Thursday 28 February 2013

Steve Pettifer's break-up letter: Dear Publisher...

Pettifer: with a break-up letter to the journal
Steve Pettifer, from the School of Computer Science at the University of Manchester, offered a break-up letter to the journal for the audience of Ignore Your Authors at Your Peril seminar today. Pettifer believes that there's a simple equation for his career:

Ability to do science = funding x cleverness

Likelihood of funding =
(previous ideas x prestige) + new idea

Is it about ego? Possibly. This is where scholarly communications come in. As an academic and researcher he has to convince funders that he is a good person to take an idea forward that will help change the world. When he started as a researcher, it was the end of the old style of publishing, a time when it felt weird when things started to go online.

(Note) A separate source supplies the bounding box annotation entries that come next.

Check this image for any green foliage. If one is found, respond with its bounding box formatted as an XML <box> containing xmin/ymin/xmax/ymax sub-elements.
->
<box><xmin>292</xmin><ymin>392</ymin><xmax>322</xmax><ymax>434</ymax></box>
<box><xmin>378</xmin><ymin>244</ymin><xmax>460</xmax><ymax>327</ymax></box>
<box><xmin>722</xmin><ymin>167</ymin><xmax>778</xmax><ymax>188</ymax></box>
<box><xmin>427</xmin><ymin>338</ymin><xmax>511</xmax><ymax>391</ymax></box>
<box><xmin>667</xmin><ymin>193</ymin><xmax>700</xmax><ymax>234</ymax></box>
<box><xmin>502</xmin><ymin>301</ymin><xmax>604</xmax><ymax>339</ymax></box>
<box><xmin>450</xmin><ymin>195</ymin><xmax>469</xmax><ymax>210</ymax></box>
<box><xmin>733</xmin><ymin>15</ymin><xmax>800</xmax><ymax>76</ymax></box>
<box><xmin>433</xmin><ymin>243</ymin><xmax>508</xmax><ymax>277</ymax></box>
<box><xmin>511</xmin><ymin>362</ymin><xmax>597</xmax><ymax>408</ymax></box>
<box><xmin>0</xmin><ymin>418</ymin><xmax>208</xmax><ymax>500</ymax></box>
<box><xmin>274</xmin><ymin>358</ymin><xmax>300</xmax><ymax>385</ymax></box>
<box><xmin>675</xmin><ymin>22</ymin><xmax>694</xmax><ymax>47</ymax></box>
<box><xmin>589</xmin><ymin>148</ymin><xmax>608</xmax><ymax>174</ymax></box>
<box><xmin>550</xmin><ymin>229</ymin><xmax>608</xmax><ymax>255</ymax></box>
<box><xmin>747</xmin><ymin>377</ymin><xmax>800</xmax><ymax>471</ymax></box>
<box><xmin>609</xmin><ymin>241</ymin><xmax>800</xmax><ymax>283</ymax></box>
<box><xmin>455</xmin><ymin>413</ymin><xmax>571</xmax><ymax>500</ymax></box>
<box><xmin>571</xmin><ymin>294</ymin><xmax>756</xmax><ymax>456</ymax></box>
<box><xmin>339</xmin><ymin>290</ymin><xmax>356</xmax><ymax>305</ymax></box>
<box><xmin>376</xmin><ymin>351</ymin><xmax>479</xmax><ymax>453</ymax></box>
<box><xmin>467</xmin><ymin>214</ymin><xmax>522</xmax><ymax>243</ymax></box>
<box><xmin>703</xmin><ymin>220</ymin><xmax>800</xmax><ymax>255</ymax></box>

The challenge now is that researchers operate in a landscape of goodness or importance and managing the transition from one to another without dropping your research status is tough. Every now and again, something comes along that changes the environment, that enables them to get to their goal. Open access might just be that disruptive force (for publishers) that works (for researchers).

So what are the things that publishers tell him that they do for him?
  • peer review
  • copyediting
  • typesetting
  • visibility
  • legal support.
Yet for each of these valuable services, there are poor examples that undermine the statement. A recent study into peer review demonstrated that only one third agreed on the science with one third signal to two thirds noise. That is itself not a bad thing, but it's not compelling evidence of the value and efficacy of peer review for the scientific record. (Source: Peer Review: Welch, Ivo. 12 October 2012 Referree Recommendations, Social Science Research)

Pettifer quoted Kent Anderson from a recent post on Scholarly Kitchen that asked how science can maintain integrity if papers are buried in 'mega journals' and don't have full peer review? In reality, Pettifer says, he has never cited a paper because of its peer reviewed status. He then went on to mention Alan Singleton in a recent Learned Publishing article. In it, Singleton had paraphrased feedback during peer review, as the essence of its definition. It was something along the lines of: 'the methods are OK, I don't agree with the result, so it should be published for others to repeat or test the experiment.'

Pettifer went on to discuss copyediting: it's not always great, there are numerous examples available of poor grammar in headings from great and good publications. There are some fundamental errors that are made in typesetting, for example, the confusion of German ß rather than β. These things stand out and undermine claims of a valuable, quality service to authors.

He asked publishers to be clear about the relationship between them both. Understand that sometimes it is almost impossible for authors to comply with even the most basic requirements (with ebooks or epapers, it is impossible to comply with making only one copy, as soon as you download, your devices will sync).

He asked publishers to embrace new things. He called for them to move on from the journal impact factor. Many think it is rubbish. And there are lots of other exciting things coming along that are great measures for a researcher including: Impact Story, DataONE, figshare, Altmetric, ORCID, using DOI, and Dryad, that aim to make papers more readable.

He also stated that the object of record is for machines. While he is nerdy, and it matters a lot to him, it is not for humans. Make it available for machines to reference and search.

Pettifer wants publishers to recognise he is an individual and author, reader, editor and reviewer. Help him communicate his work, and help him to make his work better. He believes that BioMedCentral has not moved on much; PLOS is still quite traditional; eLife is too, but is aiming for higher quality. PeerJ is exciting, and arXiv - while just a way to put pre-published papers online - works for physicists. PeerJ and eLife have set the bar high in technology (readability and downloadable objects) with a combination of good technology and presentation.

What do all publishers need to do? Make publishing a service, not an ordeal.